Зато Марк Бернес, Михаил Жаров, Алексей Баталов и Татьяна Самойлова были всегда рядом — в телевизоре, после программы «Время». Фильмы Василия Шукшина, Ильи Авербаха и Глеба Панфилова шли в кинотеатрах, а «Зеркало» или «20 дней без войны» можно было поймать в окраинном Доме культуры, один сеанс в неделю.
Если отставить лирику, «Чапаев» вырос из семитомной энциклопедии «Новейшая история отечественного кино», созданной журналом «Сеанс» на рубеже девяностых и нулевых. В основу этого издания был положен структурный принцип «кино и контекст». Он же сохранен и в новой инкарнации — проекте «Чапаев». 20 лет назад такая структура казалась новаторством, сегодня — это насущная необходимость, так как культурные и исторические контексты ушедшей эпохи сегодня с трудом считываются зрителем.
«Чапаев» — не только о кино, но о Советском Союзе, дореволюционной и современной России. Это образовательный, энциклопедический, научно-исследовательский проект. До сих пор в истории нашего кино огромное количество белых пятен и неизученных тем. Эйзенштейн, Вертов, Довженко, Ромм, Барнет и Тарковский исследованы и описаны в многочисленных статьях и монографиях, киноавангард 1920-х и «оттепель» изучены со всех сторон, но огромная часть материка под названием Отечественное кино пока terra incognita. Поэтому для нас так важен спецпроект «Свидетели, участники и потомки», для которого мы записываем живых участников кинопроцесса, а также детей и внуков советских кинематографистов. По той же причине для нас так важна помощь главных партнеров: Госфильмофонда России, РГАКФД (Красногорский архив), РГАЛИ, ВГИК (Кабинет отечественного кино), Музея кино, музея «Мосфильма» и музея «Ленфильма».
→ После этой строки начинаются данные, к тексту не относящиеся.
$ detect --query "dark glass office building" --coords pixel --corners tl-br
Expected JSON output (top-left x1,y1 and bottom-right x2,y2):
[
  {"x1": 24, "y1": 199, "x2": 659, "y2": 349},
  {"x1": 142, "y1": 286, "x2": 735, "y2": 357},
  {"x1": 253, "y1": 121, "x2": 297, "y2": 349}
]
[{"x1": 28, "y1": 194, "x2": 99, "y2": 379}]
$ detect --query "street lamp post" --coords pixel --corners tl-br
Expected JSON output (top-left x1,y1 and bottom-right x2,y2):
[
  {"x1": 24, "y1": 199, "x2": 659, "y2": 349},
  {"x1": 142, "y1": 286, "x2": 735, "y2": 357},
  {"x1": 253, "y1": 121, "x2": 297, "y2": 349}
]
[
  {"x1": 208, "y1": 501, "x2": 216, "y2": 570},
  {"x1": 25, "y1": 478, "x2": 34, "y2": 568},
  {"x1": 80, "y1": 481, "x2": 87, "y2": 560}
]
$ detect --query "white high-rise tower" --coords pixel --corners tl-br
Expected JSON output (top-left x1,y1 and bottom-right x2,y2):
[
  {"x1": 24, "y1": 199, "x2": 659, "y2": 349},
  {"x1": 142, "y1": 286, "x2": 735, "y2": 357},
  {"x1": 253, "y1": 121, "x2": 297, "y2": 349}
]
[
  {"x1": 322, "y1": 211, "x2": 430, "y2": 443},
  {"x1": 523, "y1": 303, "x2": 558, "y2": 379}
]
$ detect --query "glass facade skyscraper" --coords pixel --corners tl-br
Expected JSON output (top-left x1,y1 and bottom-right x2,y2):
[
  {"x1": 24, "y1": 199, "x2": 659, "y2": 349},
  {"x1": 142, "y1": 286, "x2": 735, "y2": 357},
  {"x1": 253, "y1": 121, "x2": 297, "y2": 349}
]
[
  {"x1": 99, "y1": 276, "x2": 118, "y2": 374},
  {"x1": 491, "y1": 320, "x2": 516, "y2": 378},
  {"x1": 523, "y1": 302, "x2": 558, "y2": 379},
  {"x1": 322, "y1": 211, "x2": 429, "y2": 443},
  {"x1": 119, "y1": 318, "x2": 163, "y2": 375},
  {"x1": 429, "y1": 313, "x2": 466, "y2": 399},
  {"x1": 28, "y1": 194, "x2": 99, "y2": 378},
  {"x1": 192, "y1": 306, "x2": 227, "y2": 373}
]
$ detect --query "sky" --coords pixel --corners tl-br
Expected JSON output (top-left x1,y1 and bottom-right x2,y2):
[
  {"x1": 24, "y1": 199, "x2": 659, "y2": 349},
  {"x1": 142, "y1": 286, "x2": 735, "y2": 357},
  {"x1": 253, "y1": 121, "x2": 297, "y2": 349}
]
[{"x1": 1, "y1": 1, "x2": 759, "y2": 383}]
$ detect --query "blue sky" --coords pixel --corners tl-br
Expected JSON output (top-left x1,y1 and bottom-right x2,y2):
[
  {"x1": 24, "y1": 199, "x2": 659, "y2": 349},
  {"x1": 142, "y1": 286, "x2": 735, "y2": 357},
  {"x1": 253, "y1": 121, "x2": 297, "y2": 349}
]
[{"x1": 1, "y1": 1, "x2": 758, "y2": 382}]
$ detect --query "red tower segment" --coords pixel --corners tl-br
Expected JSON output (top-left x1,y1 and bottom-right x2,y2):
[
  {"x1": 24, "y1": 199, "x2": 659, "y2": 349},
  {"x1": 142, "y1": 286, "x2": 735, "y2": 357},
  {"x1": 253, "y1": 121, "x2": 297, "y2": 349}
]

Охватить весь этот материк сложно даже специалистам. Мы пытаемся идти разными тропами, привлекать к процессу людей из разных областей, найти баланс между доступностью и основательностью. Среди авторов «Чапаева» не только опытные и профессиональные киноведы, но и молодые люди, со своей оптикой и со своим восприятием. Но все новое покоится на достижениях прошлого. Поэтому так важно для нас было собрать в энциклопедической части проекта статьи и материалы, написанные лучшими авторами прошлых поколений: Майи Туровской, Инны Соловьевой, Веры Шитовой, Неи Зоркой, Юрия Ханютина, Наума Клеймана и многих других. Познакомить читателя с уникальными документами и материалами из личных архивов.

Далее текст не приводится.